2024
The pivot to M&A diligence
Here is the thing about product-market fit that nobody tells you. You can have users who love the product, a published case study, and a Nobel laureate's lab on your customer list, and *still* not have a market. Gladstone was getting real value from Colabra. The product worked. The problem was that isolated customer wins were not the same thing as a durable, urgent, budgeted market.
R&D collaboration software was not a large enough budget priority for the buyers we could reach. Smaller biotech companies could not justify the spend. Larger ones had budget, but the cycle to close them was 12 months or more, the integration burden was enormous, and their spending skewed toward clinical development rather than research operations. The unit economics of selling R&D software into that market were bad.

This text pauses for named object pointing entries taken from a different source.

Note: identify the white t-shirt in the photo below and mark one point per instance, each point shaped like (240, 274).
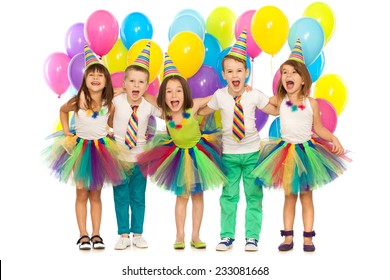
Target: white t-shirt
(121, 117)
(223, 101)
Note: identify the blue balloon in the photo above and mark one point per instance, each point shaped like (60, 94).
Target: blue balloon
(312, 37)
(316, 68)
(135, 26)
(186, 23)
(274, 129)
(219, 66)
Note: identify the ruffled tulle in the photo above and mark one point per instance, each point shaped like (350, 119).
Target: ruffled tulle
(88, 164)
(184, 171)
(298, 167)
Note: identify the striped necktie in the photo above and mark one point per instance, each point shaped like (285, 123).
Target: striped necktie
(132, 128)
(238, 120)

The move into buy-side diligence came after we experienced an acquisition data room process ourselves. Philip and I looked at the pain and realized it was more urgent, better budgeted, and structurally similar to the problem we had already been working on. Large volumes of unstructured documents. Fragmented workflows. Permissions management. The need for reliable categorization and traceable outputs. It was the same problem in a different costume.
We looked at other directions. Healthcare RCM. Sell-side VDR ideas. Buy-side diligence was the most natural fit, required the least one-way rebuild, and had the clearest buyer with an urgent problem. The pivot was less a reset than a tightening. We kept the core document-analysis and workflow infrastructure, changed the buyer and use case, and repositioned the product around what customers actually wanted: diligence AI software, not another place to store files.